Dragon's Storm (Legion Of Angels #4)(63)



She snapped her head around to look at Nero. “Get me healed. Fast. Use a Powershot.”

“What is a Powershot?” I asked.

“A rapid healing technique used in war,” Nero told me. “It gives you a few hours at full power with no pain, but it’s temporary. When the magic wears out, you crash. And your pain returns with a vengeance.”

“No.” Harker’s eyes were locked on Nero. They weren’t angry, though; they were pleading with him. “It could kill her.”

“Don’t underestimate me,” Colonel Starborn said.
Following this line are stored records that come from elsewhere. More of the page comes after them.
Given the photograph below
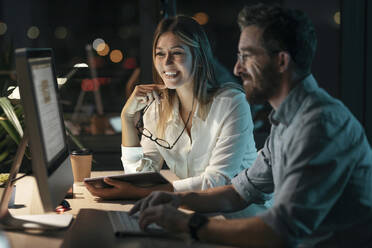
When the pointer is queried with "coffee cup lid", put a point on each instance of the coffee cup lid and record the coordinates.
(84, 151)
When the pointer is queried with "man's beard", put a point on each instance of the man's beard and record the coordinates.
(262, 89)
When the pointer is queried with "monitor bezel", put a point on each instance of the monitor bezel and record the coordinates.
(53, 178)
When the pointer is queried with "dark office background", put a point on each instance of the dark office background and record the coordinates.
(341, 63)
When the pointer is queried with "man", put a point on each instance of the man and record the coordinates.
(317, 161)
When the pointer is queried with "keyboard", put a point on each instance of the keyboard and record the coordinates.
(123, 223)
(95, 228)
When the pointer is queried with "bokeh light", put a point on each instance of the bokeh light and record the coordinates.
(33, 32)
(60, 32)
(337, 17)
(116, 56)
(201, 17)
(98, 44)
(103, 49)
(3, 28)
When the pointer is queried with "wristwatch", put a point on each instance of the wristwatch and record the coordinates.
(196, 221)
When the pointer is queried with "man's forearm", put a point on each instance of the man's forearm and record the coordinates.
(220, 199)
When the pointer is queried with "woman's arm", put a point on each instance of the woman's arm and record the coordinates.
(234, 149)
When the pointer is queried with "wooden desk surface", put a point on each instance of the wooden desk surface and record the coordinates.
(27, 201)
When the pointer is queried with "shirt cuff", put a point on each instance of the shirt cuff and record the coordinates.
(132, 159)
(188, 184)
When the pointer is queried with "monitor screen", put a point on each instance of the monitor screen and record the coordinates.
(47, 104)
(45, 128)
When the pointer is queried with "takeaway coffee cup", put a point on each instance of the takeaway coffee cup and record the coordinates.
(81, 162)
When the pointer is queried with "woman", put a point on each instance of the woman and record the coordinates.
(200, 127)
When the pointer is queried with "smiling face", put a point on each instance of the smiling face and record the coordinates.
(256, 68)
(173, 61)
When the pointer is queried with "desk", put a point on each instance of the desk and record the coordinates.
(27, 201)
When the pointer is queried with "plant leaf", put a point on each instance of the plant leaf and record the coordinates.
(3, 155)
(12, 116)
(11, 130)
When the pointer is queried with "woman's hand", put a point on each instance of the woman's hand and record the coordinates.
(141, 96)
(120, 190)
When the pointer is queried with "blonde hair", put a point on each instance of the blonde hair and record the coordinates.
(205, 83)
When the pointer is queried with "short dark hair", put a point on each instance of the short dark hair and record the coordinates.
(283, 29)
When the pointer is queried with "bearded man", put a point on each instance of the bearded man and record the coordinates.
(317, 162)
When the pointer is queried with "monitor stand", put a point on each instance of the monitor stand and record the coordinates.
(27, 222)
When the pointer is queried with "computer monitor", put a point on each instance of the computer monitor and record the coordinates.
(44, 124)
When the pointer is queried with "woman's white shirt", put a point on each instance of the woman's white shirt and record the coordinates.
(220, 146)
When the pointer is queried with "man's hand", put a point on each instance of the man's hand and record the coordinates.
(120, 190)
(156, 198)
(166, 216)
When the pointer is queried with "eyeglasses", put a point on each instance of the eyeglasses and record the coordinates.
(161, 142)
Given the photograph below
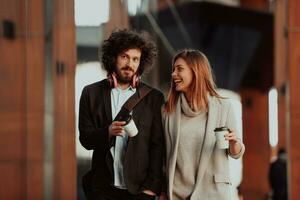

“Your magic has just been through the blender. The dark angels have been chipping away at you for weeks. No matter how powerful you usually are, you know you aren’t there now, Leila.”

“It doesn’t matter. I will hold on for as long as we need to stop Battlestorm’s army from taking the castle,” she said. “There’s no time for this, Harker. The other three Dragons are under the Dark Force’s control. If the castle has gone silent, chances are good Battlestorm is already there, torturing Basanti. We have to get there before they turn her and gain control over the castle and all its magic.”

“She’s right,” Nero told him, magic glowing on his hands.

Harker tried to put himself between Nero and Colonel Starborn, but his feet wouldn’t move. Nero had locked them to the ground. It was a telekinetic trick I’d seen him use before. Harker pushed against the invisible magic holding him in place.

“Stop.” Colonel Starborn’s voice snapped with command.

Harker stopped, as if controlled by magic.

“We have to do this,” she told him. “You know that. Our first duty is to this world and the people in it. We stand between them and destruction. We are the protectors of the weak. If the Dark Force controls Storm Castle, they could create storms that rage across the whole world, devastating cities and bringing down the wall that keeps out the monsters. We must stop them, and our best chance of doing that is with me at full power.”

Harker’s sense of duty to the Legion battled it out with his desire to protect his mentor. I saw it in his eyes. It must have been tough for him. He lived and breathed his duty to the Legion, but he loved Colonel Starborn more than anything else. She was the sister he would die for. But she wasn’t asking him to die for her. That wouldn’t help anyone. What we needed right now was all of us at full strength, fighting the Dark Force to take back our castle.

Harker met her eyes with a vicious smile. “Let’s send the Dark Force back to hell where they belong.”





19





Battlestorm





A storm brewed over the Dragons’ Castle—and we were driving right for it. Nero, Harker, Colonel Starborn, and I sat in the truck. Major Singh had come along too. Apparently, kicking Dark Force ass was a hobby of hers.

Colonel Starborn sat beside me, pumped up on the quick-fix magic that injured soldiers used to survive gruesome battles. She kept squeezing her fists, as though she couldn’t wait to plow through the Dark Force, rescue Basanti, and reclaim her castle—not necessarily in that order.

The storm was spreading across Desert Rose, the Sky Plains, and the Wetlands. The fact that it hadn’t yet hit the Fire Mountains gave me hope that Captain Somerset was still holding out.

“Hold on,” Nero warned us as he swerved the truck to the right to avoid a massive lightning bolt.

I looked up at a purple sky streaked with gold. More lightning bolts slammed down, bigger and brighter than their smaller cousins I’d faced in the Dragons’ obstacle courses, big enough to cut right through our truck. The earth shook beneath our wheels. Fissures split the ground, growing into rifts. A raging river flooded the cracked earth like a stampede of a thousand stallions. It froze as it grew, moving like a hyperactive glacier across the land. Nero turned the truck onto it, riding the ice wave toward the castle.

“He’s crazy,” I told Colonel Starborn through the frosty fog swaddling us like a diamond blanket.

“But that’s why you love him, isn’t it?” she said in a low whisper, so quiet I could hardly hear her over the raging storm. I didn’t think Nero, Harker, or Major Singh could hear her from the front seat.

“I…”

“He loves you too, you know,” she told me.

I blinked.

“He wouldn’t risk Nyx’s wrath for just anyone. I’m enormously impressed you convinced Nero Toe-the-Line Windstriker to disobey orders and galavant across the Black Plains with you.” She chuckled.

“Nero didn’t disobey any orders. We just happened to be after the same thing. And going in the same direction. Which we did in an orderly and dignified manner without galavanting of any kind.”

“As befits a soldier of the Legion.”

“Exactly.”

She snorted. “I take it Nyx didn’t buy that load of bullshit either.”

“How do you figure that?”

“She made Nero leave New York.”

“She’s promoting him.”

“Nyx could have promoted him and kept him in New York.”

She had a point.

“The First Angel doesn’t like to shake things up,” Colonel Starborn told me. “She won’t reassign an angel unless she believes there’s a problem.”